Showalter recalls time with Letterman as show closes
BALTIMORE -- Orioles manager Buck Showalter still remembers the first time he got the call to be on "Late Show with David Letterman." He was in Fort Lauderdale, Fla., for Spring Training, and the show wanted to know if Showalter could do an interview over the phone.
"I'm going, 'Wow. Call in?'" Showalter recalled on Wednesday, hours before Letterman's final show. "So I did after the workout … the first question was, 'Buck, when you are on the backfields and you're doing drills and stuff, what are you really working on, what are you doing?' I went, 'We're kind of working on fundamentals.' And I heard the audience laugh and I heard ding, ding, ding. So I'm putting two and two together that he's trying to see how many baseball cliches he can get me to say in, like, two minutes.

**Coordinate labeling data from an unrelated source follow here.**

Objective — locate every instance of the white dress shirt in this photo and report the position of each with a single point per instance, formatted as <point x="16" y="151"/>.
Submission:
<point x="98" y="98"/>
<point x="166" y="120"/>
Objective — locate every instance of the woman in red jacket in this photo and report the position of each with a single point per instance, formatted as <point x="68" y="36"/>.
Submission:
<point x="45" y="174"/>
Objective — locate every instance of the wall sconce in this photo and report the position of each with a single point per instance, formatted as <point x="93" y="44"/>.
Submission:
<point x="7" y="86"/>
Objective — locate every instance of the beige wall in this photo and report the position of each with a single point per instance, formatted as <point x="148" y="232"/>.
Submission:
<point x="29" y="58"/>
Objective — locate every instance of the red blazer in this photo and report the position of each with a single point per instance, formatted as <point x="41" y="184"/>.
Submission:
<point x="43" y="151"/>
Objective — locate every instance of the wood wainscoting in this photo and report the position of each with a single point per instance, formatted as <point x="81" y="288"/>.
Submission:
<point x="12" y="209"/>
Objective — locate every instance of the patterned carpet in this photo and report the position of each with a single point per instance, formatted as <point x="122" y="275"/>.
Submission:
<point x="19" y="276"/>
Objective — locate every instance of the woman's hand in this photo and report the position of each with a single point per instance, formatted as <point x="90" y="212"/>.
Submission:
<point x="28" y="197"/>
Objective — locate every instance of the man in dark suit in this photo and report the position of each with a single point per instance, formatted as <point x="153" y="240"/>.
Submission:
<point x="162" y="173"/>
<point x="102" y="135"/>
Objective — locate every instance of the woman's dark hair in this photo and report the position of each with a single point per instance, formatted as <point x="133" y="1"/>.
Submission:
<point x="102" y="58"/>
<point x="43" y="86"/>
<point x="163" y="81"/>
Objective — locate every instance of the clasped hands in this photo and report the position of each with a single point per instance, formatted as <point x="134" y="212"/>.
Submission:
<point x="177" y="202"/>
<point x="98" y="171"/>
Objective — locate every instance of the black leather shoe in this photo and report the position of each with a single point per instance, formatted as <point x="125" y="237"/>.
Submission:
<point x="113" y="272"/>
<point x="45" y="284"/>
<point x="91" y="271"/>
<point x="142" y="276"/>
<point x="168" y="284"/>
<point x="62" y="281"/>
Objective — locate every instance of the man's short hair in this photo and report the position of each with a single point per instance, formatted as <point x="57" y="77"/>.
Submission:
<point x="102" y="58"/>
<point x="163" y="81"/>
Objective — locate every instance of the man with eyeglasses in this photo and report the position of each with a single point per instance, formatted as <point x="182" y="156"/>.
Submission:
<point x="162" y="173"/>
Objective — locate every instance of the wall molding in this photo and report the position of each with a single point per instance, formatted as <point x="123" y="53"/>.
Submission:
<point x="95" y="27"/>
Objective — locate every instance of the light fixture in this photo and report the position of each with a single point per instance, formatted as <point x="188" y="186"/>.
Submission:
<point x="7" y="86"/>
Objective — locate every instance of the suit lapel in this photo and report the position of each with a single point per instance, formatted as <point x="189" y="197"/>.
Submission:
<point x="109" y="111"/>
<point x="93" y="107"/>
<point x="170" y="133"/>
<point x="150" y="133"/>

"I found out later there was, like, this big board [with words]. And so the next question he asked me was, 'Buck, do you start thinking about all of Spring Training or three games in advance, or how do you take each game?' And I knew it. So I said, 'David, I guess you want me to say, 'I take them one game at a time.' And I heard ding, ding, ding again and he cut off the interview, right there."
Showalter may have outsmarted Letterman that time, but it was't his last on the wildly popular late-night show. In 1992, then manager of the Yankees, Showalter and his hitting coach, Frank Howard, went on to discuss some of the game's traditions of talking nonsense from the dugout and spitting.
"I think [Howard] was out there [throwing the pitches], and we talked about Sweet Nothings from the dugout, we called them. Where the things you say ... don't mean anything," Showalter recalled. "Something about spitting, if I remember right. I remember he didn't look real good in a uni, left-handed hitter, that surprised me. Frank was great."